Classifiers indexed by \(\bbeta\): \[ \begin{aligned} h(\bx) & = \I\curl{ \Lambda( \bx'\bbeta ) \geq 0.5 }, \\ \Lambda(x) & = \dfrac{1}{1+\exp(-x)} \end{aligned} \] \(\Lambda\) — CDF of the logistic distribution

Example: Logit II


ERM to learn best \(\bbeta\) (with indicator/misclassification risk) \[ \hat{\bbeta}^{ERM} \in \argmin_{\bb} \dfrac{1}{N} \sum_{i=1}^N \I\curl{ Y_i\neq \I\curl{ \Lambda( \bX_i'\bbeta ) \geq 0.5 } } \]


Hard minimization — function is not even continuous in \(\bbeta\)

Example: Logit III

Instead of ERM can maximize the (quasi) log likelihood: \[ \small \hat{\bbeta}^{QML} = \argmax_{\bb} \sum_{i=1}^N\left[Y_i \log(\Lambda( \bX_i'\bbeta )) + (1-Y_i) \log\left( 1 - \Lambda( \bX_i'\bbeta ) \right) \right] \]

Original justification — a very specific data generating process (see 17.1 in Wooldridge (2020)).

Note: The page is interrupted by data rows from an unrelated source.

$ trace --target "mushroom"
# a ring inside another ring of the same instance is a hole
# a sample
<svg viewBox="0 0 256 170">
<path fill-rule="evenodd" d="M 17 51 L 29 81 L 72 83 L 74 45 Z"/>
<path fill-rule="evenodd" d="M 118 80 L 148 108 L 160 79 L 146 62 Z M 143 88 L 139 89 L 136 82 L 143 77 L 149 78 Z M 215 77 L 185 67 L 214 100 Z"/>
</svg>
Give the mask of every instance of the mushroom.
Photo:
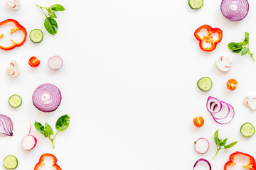
<svg viewBox="0 0 256 170">
<path fill-rule="evenodd" d="M 231 68 L 232 61 L 228 56 L 220 56 L 216 58 L 215 63 L 221 72 L 228 72 Z"/>
<path fill-rule="evenodd" d="M 17 10 L 21 6 L 21 0 L 11 0 L 6 1 L 6 6 L 11 6 L 14 10 Z"/>
<path fill-rule="evenodd" d="M 10 76 L 16 77 L 19 72 L 21 72 L 21 69 L 18 67 L 18 64 L 16 61 L 11 61 L 10 66 L 7 67 L 6 72 Z"/>
<path fill-rule="evenodd" d="M 246 95 L 245 97 L 242 100 L 244 104 L 250 107 L 252 110 L 256 110 L 256 96 L 253 94 Z"/>
</svg>

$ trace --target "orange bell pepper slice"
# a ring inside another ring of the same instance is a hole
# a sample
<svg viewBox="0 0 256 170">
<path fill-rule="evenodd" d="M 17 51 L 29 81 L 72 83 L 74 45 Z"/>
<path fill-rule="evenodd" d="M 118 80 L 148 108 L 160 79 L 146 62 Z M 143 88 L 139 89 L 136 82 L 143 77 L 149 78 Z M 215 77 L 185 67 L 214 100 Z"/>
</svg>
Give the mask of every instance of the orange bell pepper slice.
<svg viewBox="0 0 256 170">
<path fill-rule="evenodd" d="M 238 154 L 242 154 L 242 155 L 244 155 L 244 156 L 249 158 L 249 160 L 250 160 L 249 164 L 247 165 L 243 165 L 242 166 L 243 168 L 247 168 L 247 169 L 248 169 L 250 170 L 255 170 L 256 169 L 255 160 L 252 157 L 252 156 L 237 151 L 236 152 L 233 153 L 232 154 L 230 154 L 229 161 L 227 162 L 224 165 L 224 170 L 227 170 L 227 167 L 228 166 L 235 165 L 235 162 L 234 162 L 234 157 L 235 157 L 235 155 L 238 155 Z"/>
<path fill-rule="evenodd" d="M 46 157 L 50 157 L 53 159 L 53 166 L 55 167 L 57 170 L 61 170 L 61 168 L 60 167 L 60 166 L 58 166 L 57 164 L 57 158 L 51 154 L 42 154 L 42 156 L 41 156 L 40 159 L 39 159 L 39 162 L 37 163 L 35 166 L 34 170 L 38 170 L 38 167 L 41 165 L 44 165 L 45 163 L 43 162 L 44 158 Z"/>
<path fill-rule="evenodd" d="M 203 38 L 201 38 L 198 35 L 198 33 L 201 31 L 202 29 L 206 29 L 208 32 L 208 35 L 203 35 Z M 213 37 L 212 35 L 213 33 L 218 33 L 218 40 L 213 39 Z M 194 35 L 196 38 L 199 40 L 199 46 L 201 49 L 204 51 L 213 51 L 216 48 L 217 44 L 220 42 L 222 40 L 223 32 L 220 28 L 213 28 L 208 25 L 203 25 L 196 30 Z M 210 46 L 203 47 L 203 42 L 210 43 Z"/>
<path fill-rule="evenodd" d="M 16 26 L 15 28 L 11 29 L 11 34 L 15 33 L 17 30 L 21 30 L 24 33 L 24 38 L 21 42 L 17 43 L 15 41 L 14 41 L 13 40 L 11 40 L 14 42 L 14 44 L 12 45 L 11 45 L 9 47 L 4 47 L 2 45 L 0 45 L 1 49 L 4 50 L 6 50 L 6 51 L 8 51 L 8 50 L 13 50 L 16 47 L 20 47 L 22 45 L 23 45 L 26 40 L 27 32 L 26 32 L 26 30 L 25 29 L 25 28 L 23 26 L 21 26 L 17 21 L 14 20 L 14 19 L 8 19 L 8 20 L 5 20 L 5 21 L 1 22 L 0 23 L 0 26 L 1 25 L 4 25 L 4 24 L 6 23 L 14 23 L 15 26 Z M 0 38 L 1 38 L 3 37 L 4 37 L 4 34 L 0 34 Z"/>
</svg>

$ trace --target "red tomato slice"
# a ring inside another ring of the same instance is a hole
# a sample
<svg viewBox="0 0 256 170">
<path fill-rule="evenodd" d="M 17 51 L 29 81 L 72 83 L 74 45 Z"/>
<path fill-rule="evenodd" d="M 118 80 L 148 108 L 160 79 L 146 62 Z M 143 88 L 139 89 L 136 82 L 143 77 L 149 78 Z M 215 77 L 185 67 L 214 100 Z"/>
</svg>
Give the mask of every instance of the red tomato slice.
<svg viewBox="0 0 256 170">
<path fill-rule="evenodd" d="M 235 79 L 229 79 L 227 82 L 227 87 L 228 89 L 234 91 L 238 86 L 238 81 Z"/>
<path fill-rule="evenodd" d="M 204 119 L 201 116 L 196 117 L 193 119 L 193 123 L 194 123 L 195 126 L 196 126 L 197 128 L 201 128 L 204 124 Z"/>
<path fill-rule="evenodd" d="M 40 60 L 35 56 L 31 57 L 28 60 L 28 64 L 32 67 L 36 67 L 40 64 Z"/>
</svg>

In prediction, using maximum likelihood does not mean that you believe it — quasi means likelihood doesn’t necessarily reflect true process

Hypothesis quality checked using the actual risk — probability of predicting \(Y\) incorrectly

Example: Logit IV

  • Maximizing likelihood much easier
  • Can write \(\hat{\bbeta}^{QML}\) as \[ \small \begin{aligned} \hat{\bbeta}^{QML} & = \argmin_{\bb} \dfrac{1}{N}\sum_{i=1}^N l(Y_i, \bbeta), \\ l(Y_i, \bb) & = - \left[Y_i \log(\Lambda( \bX_i'\bbeta )) + (1-Y_i) \log\left( 1 - \Lambda( \bX_i'\bbeta ) \right) \right] \end{aligned} \] \(\hat{\bbeta}^{QML}\) — ERM under negative likelihood loss
  • Likelihood loss — “surrogate” for the target (indicator)

Example: Logit V

  • Recall: likelihood “\(\approx\)” probability of sample given \(\bbeta\)
  • \(\Rightarrow\) Another interpretation — logit classifier is learning to predict class probabilities (classes — 0, 1): \[ \widehat{P}(Y=1|\bX=x) = \Lambda(\bx'\hat{\bbeta}^{QML}) \]
  • We then compare predicted probabilities to the decision threshold 0.5

Some algorithms can return such scores or probabilities (e.g. SVMs, logit-like). Some algorithms can only return the final labels (e.g. classification trees)

Recap and Conclusions

Recap


In this lecture we

  1. Defined loss and risk
  2. Framed optimal prediction as risk minimization
  3. Introduced empirical risk minimization + penalties and surrogate losses

Next Questions


  • How do you estimate the risk of the chosen hypothesis?
  • Is there a universally valid way to predict?
  • What properties do we want our learning algorithms to have?

References

James, Gareth, Daniela Witten, Trevor Hastie, Robert Tibshirani, and Jonathan E. Taylor. 2023. An Introduction to Statistical Learning: With Applications in Python. Springer Texts in Statistics. Cham: Springer.
Shalev-Shwartz, Shai, and Shai Ben-David. 2014. Understanding Machine Learning. 1st ed. West Nyack: Cambridge University Press.
Wooldridge, Jeffrey M. 2020. Introductory Econometrics: A Modern Approach. Seventh edition. Boston, MA: Cengage.